Anlyn shook her head. She wished—and not for the first time—that she’d gone with Coril. She held her shield out and pushed the deploy switch a quarter of the way down its glideline. The top and sides of the shield immediately grew, the overlapped panels sliding away from one another. She adjusted the switch until the shield was wide enough to cover her in a crouch but not too big to catch excess wind. Once she was satisfied, she stooped down and crept out onto the bridge.

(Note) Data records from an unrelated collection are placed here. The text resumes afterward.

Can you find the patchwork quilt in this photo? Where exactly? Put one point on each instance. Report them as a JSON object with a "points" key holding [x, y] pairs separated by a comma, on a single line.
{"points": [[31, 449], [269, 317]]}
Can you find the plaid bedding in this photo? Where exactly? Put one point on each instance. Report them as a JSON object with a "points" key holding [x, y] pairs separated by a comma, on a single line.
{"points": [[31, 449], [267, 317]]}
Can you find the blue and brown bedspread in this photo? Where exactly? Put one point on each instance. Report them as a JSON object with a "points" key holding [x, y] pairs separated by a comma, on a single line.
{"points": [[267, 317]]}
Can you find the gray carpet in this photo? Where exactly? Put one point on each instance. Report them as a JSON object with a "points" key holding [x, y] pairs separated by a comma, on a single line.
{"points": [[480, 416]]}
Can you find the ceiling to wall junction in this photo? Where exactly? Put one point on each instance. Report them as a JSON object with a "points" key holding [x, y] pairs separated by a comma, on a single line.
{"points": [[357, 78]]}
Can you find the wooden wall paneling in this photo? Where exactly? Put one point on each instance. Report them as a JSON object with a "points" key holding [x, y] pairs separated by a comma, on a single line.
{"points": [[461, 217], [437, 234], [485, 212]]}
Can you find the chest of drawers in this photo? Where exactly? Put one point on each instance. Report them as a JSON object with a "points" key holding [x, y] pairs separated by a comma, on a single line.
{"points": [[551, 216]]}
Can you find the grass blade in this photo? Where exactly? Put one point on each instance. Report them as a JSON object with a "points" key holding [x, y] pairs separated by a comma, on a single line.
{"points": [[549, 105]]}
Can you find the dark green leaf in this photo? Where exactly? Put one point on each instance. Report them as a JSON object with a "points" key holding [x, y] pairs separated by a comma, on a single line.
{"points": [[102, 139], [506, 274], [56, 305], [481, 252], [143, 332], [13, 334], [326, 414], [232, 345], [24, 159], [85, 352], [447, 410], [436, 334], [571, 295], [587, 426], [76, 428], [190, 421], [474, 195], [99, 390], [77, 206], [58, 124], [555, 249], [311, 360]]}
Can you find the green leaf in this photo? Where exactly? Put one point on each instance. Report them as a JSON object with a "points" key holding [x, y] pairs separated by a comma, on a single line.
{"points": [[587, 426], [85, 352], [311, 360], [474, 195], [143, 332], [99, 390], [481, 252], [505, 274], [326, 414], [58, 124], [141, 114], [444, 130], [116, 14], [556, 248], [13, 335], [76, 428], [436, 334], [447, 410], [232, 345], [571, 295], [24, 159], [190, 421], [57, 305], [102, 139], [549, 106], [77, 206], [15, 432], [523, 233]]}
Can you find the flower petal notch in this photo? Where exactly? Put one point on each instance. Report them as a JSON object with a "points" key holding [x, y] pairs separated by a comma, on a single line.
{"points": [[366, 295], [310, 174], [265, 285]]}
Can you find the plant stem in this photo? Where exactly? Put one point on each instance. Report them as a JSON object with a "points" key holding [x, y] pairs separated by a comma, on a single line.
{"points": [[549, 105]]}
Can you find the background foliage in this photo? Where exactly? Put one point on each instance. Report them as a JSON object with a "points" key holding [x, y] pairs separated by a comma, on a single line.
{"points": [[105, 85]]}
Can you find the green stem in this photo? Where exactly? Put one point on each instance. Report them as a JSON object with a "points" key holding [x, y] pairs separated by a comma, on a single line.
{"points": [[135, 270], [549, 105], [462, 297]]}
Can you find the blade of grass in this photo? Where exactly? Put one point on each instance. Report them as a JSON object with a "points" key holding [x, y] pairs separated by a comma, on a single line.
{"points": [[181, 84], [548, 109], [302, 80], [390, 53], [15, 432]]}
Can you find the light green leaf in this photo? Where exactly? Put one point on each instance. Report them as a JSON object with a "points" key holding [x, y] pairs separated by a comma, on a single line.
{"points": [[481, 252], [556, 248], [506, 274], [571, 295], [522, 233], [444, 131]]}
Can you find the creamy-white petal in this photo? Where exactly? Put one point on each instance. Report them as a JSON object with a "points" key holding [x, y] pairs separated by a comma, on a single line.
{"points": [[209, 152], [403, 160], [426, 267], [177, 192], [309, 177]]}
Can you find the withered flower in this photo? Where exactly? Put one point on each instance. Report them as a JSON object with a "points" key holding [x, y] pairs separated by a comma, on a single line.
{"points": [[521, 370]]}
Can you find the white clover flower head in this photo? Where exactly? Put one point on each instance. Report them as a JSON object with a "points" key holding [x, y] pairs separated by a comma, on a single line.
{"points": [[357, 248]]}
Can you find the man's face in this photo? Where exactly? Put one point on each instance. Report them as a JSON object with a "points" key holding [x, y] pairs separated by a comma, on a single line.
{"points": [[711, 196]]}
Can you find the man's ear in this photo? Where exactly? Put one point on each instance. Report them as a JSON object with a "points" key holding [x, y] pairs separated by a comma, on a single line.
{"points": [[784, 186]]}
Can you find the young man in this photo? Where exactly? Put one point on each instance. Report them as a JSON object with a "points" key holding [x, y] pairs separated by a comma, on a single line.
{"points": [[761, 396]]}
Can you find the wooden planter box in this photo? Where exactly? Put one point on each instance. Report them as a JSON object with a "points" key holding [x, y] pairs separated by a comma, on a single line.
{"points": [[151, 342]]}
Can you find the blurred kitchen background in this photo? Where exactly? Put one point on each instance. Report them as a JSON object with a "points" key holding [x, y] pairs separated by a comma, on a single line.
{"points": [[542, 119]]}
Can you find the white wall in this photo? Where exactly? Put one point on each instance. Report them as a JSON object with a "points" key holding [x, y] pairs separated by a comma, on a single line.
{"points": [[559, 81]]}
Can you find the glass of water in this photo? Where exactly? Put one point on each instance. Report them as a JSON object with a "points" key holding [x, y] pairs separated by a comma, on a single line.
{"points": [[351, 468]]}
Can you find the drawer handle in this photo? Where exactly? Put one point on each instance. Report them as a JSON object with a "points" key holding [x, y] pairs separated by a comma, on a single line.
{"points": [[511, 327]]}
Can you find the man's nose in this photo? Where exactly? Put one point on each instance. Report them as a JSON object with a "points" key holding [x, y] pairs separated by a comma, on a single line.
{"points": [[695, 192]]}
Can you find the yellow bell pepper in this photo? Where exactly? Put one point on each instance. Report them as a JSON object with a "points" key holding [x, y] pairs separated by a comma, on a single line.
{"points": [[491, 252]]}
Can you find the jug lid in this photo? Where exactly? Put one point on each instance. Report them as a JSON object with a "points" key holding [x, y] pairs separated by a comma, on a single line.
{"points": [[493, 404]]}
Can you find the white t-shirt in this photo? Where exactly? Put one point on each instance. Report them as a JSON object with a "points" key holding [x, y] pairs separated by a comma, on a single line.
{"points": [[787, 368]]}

They were called bridges, but of course she walked across bare rock hardly different than the last thousand paces of stone. The actual bridge was a metal column embedded in the canyon walls much further ahead. That column spanned the canyon horizontally, positioned in just the right way to throw a shadow back to the exact spot a path was needed. On the other side of the canyon from Anlyn, the bright sunlit wall ended, and another shadowpath began right at the bend in the rock. Anlyn knew that in most cases, the shade bridges were situated at turns in the canyons just like this one. The shift in angle brought an end to the shadow on one side of the valley just as it began creating a new one on the other. The bridge simply allowed them to move across the boiling hot wasteland in between.

Once out on the beginnings of the bridge, Anlyn waited for the wind to pick up a little more. It was dangerous to cross during the lulls, for the lulls never lasted for long. All they would do was make her complacent, causing Anlyn to relax her muscles before the gusts came. She waited until the howls sounded about average, then shuffled out, keeping the sunshield sideways to the wind ahead of her.

Anlyn had practiced with the shields on windy rooftops where the force was steady, but had never operated one in such unpredictable gusts. She had very little warning before a stiff blast of wind hit her. There was a slight increase in pitch from the shrill calls upwind—just enough to make her adjust the angle of the sunshield—and then the mighty breeze wrapped itself around her. Anlyn fell to one knee and placed a hand out on the rock; she angled the shield to provide suction, just like an atmospheric flyer’s wing, and used the flow to pin herself in place. Behind her, she heard Gil curse. She glanced over her shoulder to see that he had already started out on the bridge with her.

One at a time! Anlyn yelled in her head. But of course, without their D-bands, he couldn’t hear her.

The distraction of him crowding the bridge caused her to lose focus for a second, and she felt the stiffening breeze claw at the edge of her shield. Anlyn got it back under control as the wind passed, the breeze dropping down into a dangerous lull. Before she could steady herself, preparing for the next gust, Gil thundered by. He ran, fully upright on his long and powerful legs, knocking Anlyn out toward the sunside.

She fell, off-balance. She nearly threw her hand out onto the sunrock to stop her fall, but some innate sense of self-preservation won out over her instinct to brace herself. Instead, she swung her sunshield out, digging its edge into the floor of the steaming rock. Her hands and arms went into the full fury of the Horis, but the suit easily reflected their sunshine. It was the rock in the always-heat that could hurt her.

Pushing off with the shield, Anlyn threw herself back into the shade of the bridge. She heard a cry from the canyons, heralding the arrival of more wind. Her legs, already shaking from the near-fall, kicked off, responding in fear just as Gil had. She retracted her shield and ran. She ran like a fool Wadi being chased by a pack of males.